Following a press conference on Thursday morning, the Russian Direct Investment Fund (RDIF), which has been bankrolling the vaccine developed by a team in Moscow, said it had already had enough orders for the vaccine.
RDIF, which is Russia’s sovereign wealth fund, said that with 2.4 billion doses already ordered worldwide, enough for 1.2 billion people, there is no interest in supplying a US market of 328 million people.
“Why should we?” said an RDIF spokesperson when pharmaphorum asked if there were plans to file the vaccine developed by the Gamaleya Research Institute with the FDA.
Supplies of the vaccine are due to begin shipment to Hungary, where the national regulator has independently approved it in a move that has caused tension with the rest of the EU.
The spokesperson’s comments came after CEO Kirill Dmitriev focused on the importance of keeping politics out of the vaccine approval process in today’s briefing.
A major peer-reviewed study of the vaccine is due for publication next week, Dmitriev said, who made the case for the vaccine’s safety, efficacy and easy storage and transport requirements.

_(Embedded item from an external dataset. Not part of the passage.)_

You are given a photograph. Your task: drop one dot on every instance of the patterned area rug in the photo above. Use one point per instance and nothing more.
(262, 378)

Praising regulators that had approved the vaccine so far, such as Hungary and the United Arab Emirates, Dmitriev said: “A non-political approach will save the world. We believe it will be one of the most widely accepted vaccines in the world.”
He also referred to press reports from Israel raising concerns about the efficacy of the initial Pfizer vaccine shot, while claiming that Sputnik V can produce 73% efficacy after its first dose.
To get the shot approved across Europe RDIF must get Sputnik V centrally authorised by the European Medicines Agency (EMA), following guidance announced earlier in the pandemic.
There have already been preliminary “Scientific Advice” talks with the EMA ahead of a potential rolling review beginning next month, although the RDIF gave no further guidance on timelines.
The RDIF is to receive support from the German regulator to get the vaccine reviewed by the EMA, the spokesperson.
Chancellor Angela Merkel said today that Germany’s regulator the Paul Ehrlich Institute, can provide assistance in the process.
The first shot to win the backing of a national regulator last summer, Sputnik V only needs to be stored at conventional refrigerator temperatures instead of the ultra-cool temperatures required to maintain the integrity of delicate mNRA vaccines from Pfizer/BioNTech and Moderna.
Study data so far suggest that at 90% effectiveness it provides protection that is almost on par with the mRNA vaccines, while AstraZeneca’s rival is only 62% effective in its approved formulation.
RDIF was established in 2011 by the Russian government to make investments in leading companies and high-growth sectors of the country’s economy, looking for co-investment from large institutional investors.